Eirwyn George (1936 – 9 April 2026) was a Welsh poet and teacher. He won the crown of the National Eisteddfod of Wales in 1982 and 1993, earning him the title of Prifardd.

==Life==
Born in Tufton, Pembrokeshire, an only child, his father was a farmer who had a taste for composing verses to celebrate special occasions in the area. When Eirwyn was nine years old, the family moved to Castellhenri farm between the villages of Maenclochog and Chas-mael.
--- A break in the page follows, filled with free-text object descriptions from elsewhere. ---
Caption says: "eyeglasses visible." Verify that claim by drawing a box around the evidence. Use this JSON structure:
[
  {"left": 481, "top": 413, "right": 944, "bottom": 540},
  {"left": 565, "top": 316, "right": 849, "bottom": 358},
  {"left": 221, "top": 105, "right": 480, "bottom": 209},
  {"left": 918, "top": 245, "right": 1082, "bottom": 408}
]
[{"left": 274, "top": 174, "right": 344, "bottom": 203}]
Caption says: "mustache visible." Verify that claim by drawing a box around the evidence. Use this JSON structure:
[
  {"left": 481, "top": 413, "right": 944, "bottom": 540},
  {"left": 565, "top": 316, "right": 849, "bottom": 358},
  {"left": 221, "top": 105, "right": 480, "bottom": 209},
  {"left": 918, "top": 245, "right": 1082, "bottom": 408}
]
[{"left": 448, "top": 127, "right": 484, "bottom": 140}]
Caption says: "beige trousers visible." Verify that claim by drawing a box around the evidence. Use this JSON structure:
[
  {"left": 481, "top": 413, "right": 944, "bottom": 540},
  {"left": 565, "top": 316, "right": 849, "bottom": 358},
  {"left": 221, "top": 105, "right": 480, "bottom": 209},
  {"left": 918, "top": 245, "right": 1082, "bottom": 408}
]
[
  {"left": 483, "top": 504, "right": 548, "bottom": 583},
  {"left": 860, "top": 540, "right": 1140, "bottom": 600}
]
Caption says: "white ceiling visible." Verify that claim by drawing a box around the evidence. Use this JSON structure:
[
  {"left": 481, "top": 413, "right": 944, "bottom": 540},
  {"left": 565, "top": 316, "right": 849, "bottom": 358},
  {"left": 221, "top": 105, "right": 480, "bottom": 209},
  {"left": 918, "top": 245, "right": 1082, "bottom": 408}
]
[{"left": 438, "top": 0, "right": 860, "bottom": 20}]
George attended Ysgol Garnochor and later obtained a specialized honors degree in Welsh in 1967 from Coleg Ger y Lli. He became a teacher of Welsh and History at Narberth Secondary School and Ysgol y Preseli, Crymych, and later, Activities Librarian at the County Library in Haverfordwest. He was also He was chaplain and Honorary President of the Waldo Society, which published an anthology of lectures in 2024, with Eirwyn George as one of its editors.

In June 2026 he was posthumously announced as an honorary president of the Eisteddfod y Garreg Las.

==Personal life==
Eirwyn George and his wife (since 1981), Maureen, lived at Maenclochog.

==Death==
Eirwyn George died on 9 April 2026, at the age of 89.